Generative Adversarial Networks

What

GANs frame generative modeling as a two-player game between a generator G (creates fake data) and a discriminator D (distinguishes real from fake). The generator learns to produce outputs so realistic that D can’t distinguish them from real data.

Generator G(z): random noise z → fake data G(z)
Discriminator D(x): real or fake? → probability D(x) is real

D is trained to maximize:    log(D(x_real)) + log(1 - D(G(z)))
G is trained to minimize:     log(1 - D(G(z)))

At equilibrium, G produces perfect fakes, and D outputs 0.5 for everything (can’t tell real from fake).

Training Dynamics

The minimax game has a unique equilibrium when:

  • D is optimal for the current G
  • G minimizes the Jensen-Shannon divergence between p_data and p_model

In practice, balancing G and D is tricky:

  • If D too weak: G finds degenerate solutions (mode collapse)
  • If D too strong: G gradient vanishes (saturates, stops learning)
  • If G too weak: D easily distinguishes real from fake, G gets no gradient

Practical training tips

  • Use spectral normalization on D (controls Lipschitz constant)
  • Alternate: 1 D step per G step (D needs to stay close to optimal)
  • Use soft labels (0.9 instead of 1.0 for real) to prevent gradient vanishing
  • Monitor D loss: if it goes to 0 too fast, D is too strong

Mode Collapse

The generator finds a small subset of the data distribution that fools D well, then only produces that subset. D can’t distinguish these fakes, so G has no incentive to diversify.

Solutions:

  • Unrolled GANs: D’s optimization is simulated for several steps before computing G’s gradient
  • Wasserstein GAN (WGAN): earth mover distance instead of Jensen-Shannon
  • Mixed strategies: aggregate multiple G outputs

Architecture: DCGAN

The Deep Convolutional GAN (2016) established stable architecture patterns:

  • Strided convolutions instead of pooling (learns its own spatial downsampling)
  • Batch normalization in both G and D
  • LeakyReLU in D (allows gradient flow from D to early layers)
  • No FC layers in G (transposed convolutions handle spatial structure)

StyleGAN: Disentangling Style and Content

StyleGAN (2018, 2019) introduced the mapping network and style injection:

z → mapping network (8 FC layers) → w (style code)
w → AdaIN (Adaptive Instance Normalization) → each layer of synthesis network

This separates high-level style (from w) from stochastic variation (from independent noise inputs).
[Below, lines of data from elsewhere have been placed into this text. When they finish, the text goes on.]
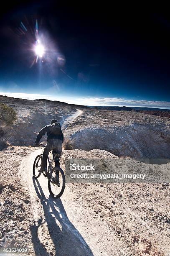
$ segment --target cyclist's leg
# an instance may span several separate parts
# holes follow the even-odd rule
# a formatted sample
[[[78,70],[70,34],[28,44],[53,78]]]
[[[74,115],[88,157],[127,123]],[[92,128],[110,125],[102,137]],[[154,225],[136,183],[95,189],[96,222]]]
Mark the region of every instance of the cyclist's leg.
[[[42,171],[44,170],[45,168],[47,168],[47,157],[49,153],[52,150],[51,146],[52,145],[50,142],[48,142],[44,148],[41,163],[41,169]]]
[[[53,160],[54,160],[55,166],[56,167],[60,167],[60,156],[58,155],[58,151],[54,148],[53,150],[52,153]]]
[[[54,160],[56,167],[60,167],[60,157],[62,152],[62,141],[60,140],[56,140],[54,141],[54,148],[53,150],[53,157]],[[56,174],[59,174],[59,172],[56,171]]]

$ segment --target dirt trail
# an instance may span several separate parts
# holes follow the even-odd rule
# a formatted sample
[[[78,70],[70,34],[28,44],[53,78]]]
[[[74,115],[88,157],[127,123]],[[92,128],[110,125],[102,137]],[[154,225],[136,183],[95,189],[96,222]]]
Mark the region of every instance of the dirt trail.
[[[63,123],[63,127],[66,128],[83,112],[77,110]],[[43,175],[38,180],[33,178],[33,161],[41,151],[36,150],[25,158],[20,172],[31,199],[35,221],[31,233],[36,255],[127,255],[125,251],[123,253],[122,243],[120,245],[118,238],[113,237],[109,227],[94,219],[90,209],[87,212],[83,205],[74,201],[67,184],[61,199],[54,199],[49,195],[48,180]],[[124,249],[125,247],[124,245]]]
[[[82,113],[77,110],[68,118],[63,125],[64,129]],[[114,249],[108,246],[109,238],[113,241],[109,229],[94,220],[90,210],[87,213],[74,201],[67,184],[61,199],[54,199],[49,195],[47,179],[43,175],[38,180],[33,178],[33,161],[41,150],[36,150],[24,159],[20,173],[31,199],[35,221],[31,233],[36,255],[113,255],[116,248],[118,251],[118,239],[114,241]]]
[[[34,212],[35,223],[32,233],[36,255],[116,255],[115,252],[123,248],[122,243],[120,246],[120,241],[113,237],[104,223],[94,220],[90,209],[87,212],[82,205],[73,201],[67,184],[61,199],[54,199],[49,195],[47,179],[43,175],[38,180],[32,178],[34,159],[41,152],[36,151],[26,157],[20,169]],[[114,248],[109,244],[109,241]]]

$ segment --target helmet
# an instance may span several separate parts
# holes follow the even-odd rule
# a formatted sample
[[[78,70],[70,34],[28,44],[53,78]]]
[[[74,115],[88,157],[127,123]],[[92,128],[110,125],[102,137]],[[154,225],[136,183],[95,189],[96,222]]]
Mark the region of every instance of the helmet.
[[[57,119],[52,119],[51,121],[51,124],[54,123],[58,123]]]

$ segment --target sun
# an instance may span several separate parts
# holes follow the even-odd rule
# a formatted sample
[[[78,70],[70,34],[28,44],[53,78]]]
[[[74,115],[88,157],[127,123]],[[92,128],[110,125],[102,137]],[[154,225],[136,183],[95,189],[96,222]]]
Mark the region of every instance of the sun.
[[[37,57],[42,58],[45,54],[45,48],[44,46],[41,44],[39,40],[36,41],[36,44],[35,47],[34,51]]]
Mixing styles at different layers controls coarse vs fine attributes.

StyleGAN2 (2020)

  • Weight demodulation instead of AdaIN (more stable, better gradient flow)
  • Path length regularization (encourages smooth interpolation)
  • No progressive growing (was used in StyleGAN1)

StyleGAN3 (2021)

  • Alias-free convolution (prevents phase artifacts in animated images)
  • Boundless generation (eliminates boundaries in tiled generation)

Conditional GANs

Condition both G and D on a class label or other input:

D(x, c): "is this real image of class c?"
G(z, c): "generate fake image of class c"

This enables:

  • Class-conditional generation (class-specific outputs)
  • Image-to-image translation (Pix2Pix, CycleGAN)
  • Text-to-image (CLIP-guided generation)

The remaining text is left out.